In a landscape dominated by high-tech GPS, Keith Austin champions the utility and beauty of an old-fashioned map.
I love maps. Not Google Maps. I like Google Maps but I love maps, proper maps: maps made of paper and almost impossible to fold up again without a black belt in origami. I have one here next to me now, for research - an English Ordnance Survey map, 95 centimetres wide and 120 centimetres long, printed on both sides.
I love its myriad squiggly lines, the different shades of green, the red main roads, the dotted footpaths and the names you can find if you look hard enough: Fishes and Peggy Hill, Cat Gallows Wood, Little Kittycaul, Great Kittycaul, Hell Syke Bridge and the unfortunately named Buttock.
It's primaeval, I think, this obsession with maps. The former product manager of Google Maps, Jess Lee, blogged: "Humans have been making maps since the Stone Age. In fact, map-making predates written language by several millennia."

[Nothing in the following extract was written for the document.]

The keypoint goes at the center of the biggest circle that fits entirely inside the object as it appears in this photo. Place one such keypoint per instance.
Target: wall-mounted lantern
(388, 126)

Of course, these days, thanks to Lee and her colleagues, we have maps up the wazoo. Google Maps, GPS, sophisticated cameras that transmit digital data from outer space, geographic information systems, Google Earth 3D maps, remote sensing, you name it.
Cartography is hard-wired into us. "I'll draw you a map," would have been one of the first sentences ever grunted, I'm sure. Could this be why we love stories involving treasure maps? These days, actual treasure maps are harder to find but the gold in a good map is still there, in the details.
About 25 years ago, a friend and I went camping in Scotland. We took backpacks, a tent and an Ordnance Survey map. The tent, the backpacks and the legs that carried them uphill and down dale are long gone - but I still have that map.
It's a little torn and tattered, showing "Loch Alsh, Glen Shiel & surrounding area", but that Landranger 33 map brings back memories in a way no Google Map could. The scale is two centimetres to one kilometre, with heights shown in numbered contours of 10-metre intervals; the closer together the little wavy brown lines, the steeper the climb.
There is the little black line that denotes the railway that brought us to the Kyle of Lochalsh village late one night, after a journey from London via Inverness.
The line is there on the Kyle of Lochalsh Google Map but the context is missing. Yes, the streets are all named but the surrounding hills are bland, blank spaces; it feels lifeless. On my OS map, there's a sense of the topography - the reality - of the place, thanks to the brown whorls of the contour lines, the fingerprints of nature.
You can see as the railway leaves the village, it goes through two cuttings and then, further north, the view out of the right-hand, east-facing window will be obscured by an embankment.
This goes to the very heart of the joy of these maps - the attention to detail that includes tiny icons depicting lighthouses (in use and disused), high-water marks, good viewpoints, campsites, youth hostels, public rights of way, bridle paths, quarries, electricity lines and pylons, woods (coniferous, non-coniferous and mixed), orchards, parks, radio masts, windmills (with or without sails), antiquities (Roman and non-Roman), battlefields, churches/chapels (with tower, with spire, without tower or spire), National Trust land, Forestry Commission land, post offices, public houses, town halls, milestones, refuse tips and the positions of various tumuli.
They're also, as they say these days, user-friendly. You need nothing other than your eyes. The icons are simple and easily decipherable. And a map never runs out of batteries.
There are also, on this map, the three little X's that I added myself, to denote where we stopped for lunch on the first day (at a pub in the hamlet of Dornie) and where we visited stunning Eilean Donan Castle. The third X marks where we camped that first night, off the road and up the steep hillside above Loch Duich.
If I squint hard enough, I'm sure I can see the little blue line that is the stream we used that night to cook our pasta and brush our teeth. Which, in turn, brings back memories of drinking a few beers as the sun set over one of the most splendid landscapes in the world.
The index on the OS map mentioned earlier - the Explorer OL41 showing the Forest of Bowland & Ribblesdale - runs the length of the 120-centimetre side and even shows where you'll find loose rock, boulders, outcrop and scree. Mud and sand are different colours. I was there a few years ago to explore Lancashire's Pendle Hill, a great flat-topped upturned row boat of a thing that, at 558 metres high (and 11 kilometres long), misses being classified as a mountain by 52 metres. As I wrote at the time, after consultation with the OS map, "Hmm, bugger coming at it from the east!"
Again, the memories come rushing back. How I avoided the steep eastern ascent by starting from the village of Barley, how I skirted the Lower and Upper Ogden reservoirs, how I laughed to myself at the signs to Buttock and made my way to the summit by the easier Boar Clough route. And how, with an OS map in hand, it really is impossible to get lost.
So you can keep your Google Maps and your GPS, I'm sticking with the real thing. If I can get this Forest of Bowland map refolded, that is. Wish me luck, I'm going in.